Naomi handed Allison a cheap plastic intern badge on a blue lanyard. It had the lowest possible security clearance.
"Follow me," Naomi said, not smiling.
Naomi led her through a massive maze of gray cubicles. Junior analysts were screaming into headsets, ignoring them completely.
They walked toward a row of massive glass-walled executive offices in the far corner.
"Listen to me carefully," Naomi whispered, leaning close to Allison. "The Executive Vice President of Investments is Godwin Wheeler. He is a notorious workaholic. Do not waste his time."
Naomi pushed open the heavy glass door and stepped back.
Allison walked in.
Godwin Wheeler stood behind a massive mahogany desk. He was staring intensely at six different Bloomberg terminal screens, his eyes tracking the scrolling red and green numbers.
He slowly turned around.
His sharp, calculating eyes scanned Allison from head to toe. He was evaluating the so-called princess of the Lee empire.
He didn't offer his hand. He didn't say hello.
"If a private equity firm executes a leveraged buyout using a sixty-forty debt-to-equity ratio, how does a sudden two percent interest rate hike impact their year-one cash flow projections?" Wheeler fired the question at her like a bullet.
Allison didn't flinch. She took a deep breath.
She tapped into the brutal financial modeling drills she had memorized at Columbia.
She delivered a flawless, mathematically perfect breakdown of the cash flow destruction within thirty seconds.
Wheeler's eyes narrowed. A tiny, almost invisible flicker of genuine respect crossed his face.
He nodded once.
He pointed a thick finger at a massive stack of thick binders on the corner of his desk.
"Those are due diligence reports for the tech merger," Wheeler said. "I want the risk summaries cross-referenced and on my desk by five o'clock."
Allison walked over, picked up the heavy stack of binders, and carried them to a small, cramped desk outside his office.

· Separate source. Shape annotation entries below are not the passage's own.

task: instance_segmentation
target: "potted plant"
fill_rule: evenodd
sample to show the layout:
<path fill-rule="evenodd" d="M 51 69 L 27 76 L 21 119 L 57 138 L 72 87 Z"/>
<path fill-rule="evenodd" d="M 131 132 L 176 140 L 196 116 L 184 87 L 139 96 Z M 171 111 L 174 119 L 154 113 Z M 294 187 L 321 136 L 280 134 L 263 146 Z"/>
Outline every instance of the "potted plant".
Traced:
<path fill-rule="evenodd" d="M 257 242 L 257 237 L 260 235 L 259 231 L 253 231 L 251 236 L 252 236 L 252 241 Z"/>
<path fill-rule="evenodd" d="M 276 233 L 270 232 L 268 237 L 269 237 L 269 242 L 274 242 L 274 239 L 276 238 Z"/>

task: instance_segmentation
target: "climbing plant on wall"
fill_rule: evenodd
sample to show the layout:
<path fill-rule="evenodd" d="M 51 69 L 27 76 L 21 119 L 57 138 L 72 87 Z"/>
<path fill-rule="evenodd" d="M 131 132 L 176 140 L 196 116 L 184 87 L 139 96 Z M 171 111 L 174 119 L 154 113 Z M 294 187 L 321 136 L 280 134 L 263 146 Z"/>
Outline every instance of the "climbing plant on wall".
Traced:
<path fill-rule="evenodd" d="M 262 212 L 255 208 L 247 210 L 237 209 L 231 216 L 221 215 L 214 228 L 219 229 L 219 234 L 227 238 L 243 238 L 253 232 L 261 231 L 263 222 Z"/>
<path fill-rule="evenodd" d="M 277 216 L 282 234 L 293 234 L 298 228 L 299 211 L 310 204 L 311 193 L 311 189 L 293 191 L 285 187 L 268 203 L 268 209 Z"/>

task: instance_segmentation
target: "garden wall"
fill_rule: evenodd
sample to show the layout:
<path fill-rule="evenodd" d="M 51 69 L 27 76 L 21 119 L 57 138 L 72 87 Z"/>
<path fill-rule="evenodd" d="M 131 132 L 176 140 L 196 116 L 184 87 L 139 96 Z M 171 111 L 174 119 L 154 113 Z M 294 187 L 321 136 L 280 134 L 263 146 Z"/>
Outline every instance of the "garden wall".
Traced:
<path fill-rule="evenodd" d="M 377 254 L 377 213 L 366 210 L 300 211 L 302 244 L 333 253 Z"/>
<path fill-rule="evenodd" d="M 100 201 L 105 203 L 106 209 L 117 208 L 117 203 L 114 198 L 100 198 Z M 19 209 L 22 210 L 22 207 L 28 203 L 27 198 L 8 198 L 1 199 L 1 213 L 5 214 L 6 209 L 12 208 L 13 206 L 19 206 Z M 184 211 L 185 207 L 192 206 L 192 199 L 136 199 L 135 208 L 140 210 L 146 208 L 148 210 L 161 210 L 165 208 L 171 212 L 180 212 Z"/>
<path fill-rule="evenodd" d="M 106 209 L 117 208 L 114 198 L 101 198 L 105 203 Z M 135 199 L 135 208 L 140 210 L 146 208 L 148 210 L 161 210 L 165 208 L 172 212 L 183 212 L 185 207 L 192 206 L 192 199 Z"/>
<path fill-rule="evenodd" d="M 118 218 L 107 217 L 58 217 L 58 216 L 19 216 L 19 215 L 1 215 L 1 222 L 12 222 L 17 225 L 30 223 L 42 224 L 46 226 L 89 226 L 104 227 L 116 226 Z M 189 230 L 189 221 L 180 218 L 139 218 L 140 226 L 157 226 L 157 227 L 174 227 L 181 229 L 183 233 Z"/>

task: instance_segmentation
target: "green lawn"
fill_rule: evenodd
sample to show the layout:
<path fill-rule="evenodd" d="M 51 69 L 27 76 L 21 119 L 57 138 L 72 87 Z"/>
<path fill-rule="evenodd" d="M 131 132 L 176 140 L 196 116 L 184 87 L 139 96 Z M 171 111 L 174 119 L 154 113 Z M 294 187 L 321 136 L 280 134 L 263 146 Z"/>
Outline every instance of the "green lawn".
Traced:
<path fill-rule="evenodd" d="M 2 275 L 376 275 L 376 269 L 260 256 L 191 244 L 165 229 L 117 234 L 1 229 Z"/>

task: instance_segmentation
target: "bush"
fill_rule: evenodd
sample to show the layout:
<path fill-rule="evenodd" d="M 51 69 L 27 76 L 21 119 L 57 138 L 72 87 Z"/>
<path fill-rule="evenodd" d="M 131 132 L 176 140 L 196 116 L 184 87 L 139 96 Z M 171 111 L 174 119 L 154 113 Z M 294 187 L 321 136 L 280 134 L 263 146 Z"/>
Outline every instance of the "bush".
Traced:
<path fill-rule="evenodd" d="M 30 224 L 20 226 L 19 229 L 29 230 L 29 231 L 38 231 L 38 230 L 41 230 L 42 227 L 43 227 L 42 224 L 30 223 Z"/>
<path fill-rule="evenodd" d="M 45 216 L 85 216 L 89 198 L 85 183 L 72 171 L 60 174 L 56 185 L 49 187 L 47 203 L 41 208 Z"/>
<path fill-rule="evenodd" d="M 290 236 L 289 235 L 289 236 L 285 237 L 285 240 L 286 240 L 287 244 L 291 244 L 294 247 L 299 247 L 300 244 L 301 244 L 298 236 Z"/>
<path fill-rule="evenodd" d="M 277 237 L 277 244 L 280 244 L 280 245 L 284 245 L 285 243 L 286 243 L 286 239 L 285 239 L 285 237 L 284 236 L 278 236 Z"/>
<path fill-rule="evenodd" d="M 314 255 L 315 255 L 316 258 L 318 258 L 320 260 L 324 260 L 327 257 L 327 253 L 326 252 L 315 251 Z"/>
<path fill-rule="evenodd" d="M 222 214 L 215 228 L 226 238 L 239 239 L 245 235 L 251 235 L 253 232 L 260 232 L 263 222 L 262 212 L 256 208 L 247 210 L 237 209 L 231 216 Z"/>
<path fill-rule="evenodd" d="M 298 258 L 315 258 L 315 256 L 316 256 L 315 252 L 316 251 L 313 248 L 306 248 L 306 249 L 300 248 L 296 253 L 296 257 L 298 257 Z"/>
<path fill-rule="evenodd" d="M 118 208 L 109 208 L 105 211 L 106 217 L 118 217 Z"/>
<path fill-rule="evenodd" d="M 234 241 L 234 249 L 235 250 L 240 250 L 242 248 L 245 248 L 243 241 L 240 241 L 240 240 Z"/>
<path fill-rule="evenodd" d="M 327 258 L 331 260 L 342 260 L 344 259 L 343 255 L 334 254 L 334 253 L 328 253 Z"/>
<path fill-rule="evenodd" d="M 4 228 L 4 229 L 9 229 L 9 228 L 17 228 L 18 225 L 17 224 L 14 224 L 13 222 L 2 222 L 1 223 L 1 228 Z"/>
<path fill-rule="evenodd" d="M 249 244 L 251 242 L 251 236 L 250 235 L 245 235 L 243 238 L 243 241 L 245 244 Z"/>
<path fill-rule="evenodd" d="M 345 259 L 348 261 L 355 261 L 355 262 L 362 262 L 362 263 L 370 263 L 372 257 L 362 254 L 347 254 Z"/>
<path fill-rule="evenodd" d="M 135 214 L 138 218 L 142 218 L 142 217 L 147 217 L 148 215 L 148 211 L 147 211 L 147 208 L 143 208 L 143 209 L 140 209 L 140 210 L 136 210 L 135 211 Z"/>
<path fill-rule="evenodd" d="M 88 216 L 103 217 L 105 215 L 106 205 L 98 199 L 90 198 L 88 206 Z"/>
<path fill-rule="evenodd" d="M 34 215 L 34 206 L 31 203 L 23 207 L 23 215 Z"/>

She sat down and started working at a frantic pace.
Hours blurred together.
During the lunch hour, the other interns gathered in the breakroom eating expensive salads. Allison stayed at her desk, her eyes burning as she stared at spreadsheets, desperately hunting for Cheryl's hidden financial traps.
At 12:30 PM, Wheeler walked out of his office holding an empty coffee mug.
He stopped by her desk.
"How are your classes at Columbia?" Wheeler asked casually, taking a sip of the air.
"Intense," Allison replied without looking up from her screen. "I just registered for the Advanced Finance Seminar. I need the practical combat experience."
Wheeler let out a low chuckle.
"Good luck with that," Wheeler said. "My nephew just started teaching there. He has a terrible temper. He eats unprepared students alive."
Allison offered a polite, distracted smile. She completely failed to connect the dots between Wheeler's nephew and her own schedule.
At 1:00 PM, Naomi rushed over.
"The risk assessment meeting got moved up," Naomi said. "Get in there and take the minutes."
Allison grabbed her notepad and hurried into the massive glass boardroom.
The room was packed with senior executives. Judd's top loyalist, a sweaty man named Peterson, was presenting a quarterly asset report.
Peterson pointedly looked at Allison and asked her to verify a highly complex depreciation metric on page forty. He was trying to humiliate her.
Allison didn't even open the packet.
Relying purely on her photographic memory, she loudly pointed out a massive, hidden calculation error in Peterson's formula that artificially inflated the asset value.
The room went dead silent.
Wheeler, sitting at the head of the table, hid a smirk behind his hand. He was extremely satisfied with her aggressive counterattack.
But the victory was short-lived.
The meeting dragged on. Executives argued in circles over meaningless budget cuts.
Allison felt a cold sweat break out on the back of her neck. She glanced frantically at the large silver clock on the wall.
It was 1:45 PM.
Her Advanced Finance Seminar-the class that failed you for one absence-started at exactly 2:00 PM.
Her hand cramped as she scribbled the final line of the meeting summary on her legal pad.
The second Wheeler called the meeting to a close, Allison shot out of her chair.
She abandoned all professional decorum and stepped quickly out of the boardroom.
She power-walked down the long carpeted hallway, nearly jogging as she skillfully navigated around groups of investment bankers. Despite her efforts to avoid collisions, her hurried pace still drew several annoyed, questioning stares from the senior staff.
She slammed her hand against the elevator call button.
The doors opened instantly. She threw herself inside and punched the lobby button repeatedly.
The elevator plummeted to the ground floor.
The doors slid open. Allison sprinted out into the massive marble lobby.
Suddenly, she slammed on the brakes. Her boots skidded against the polished floor. She froze in absolute horror.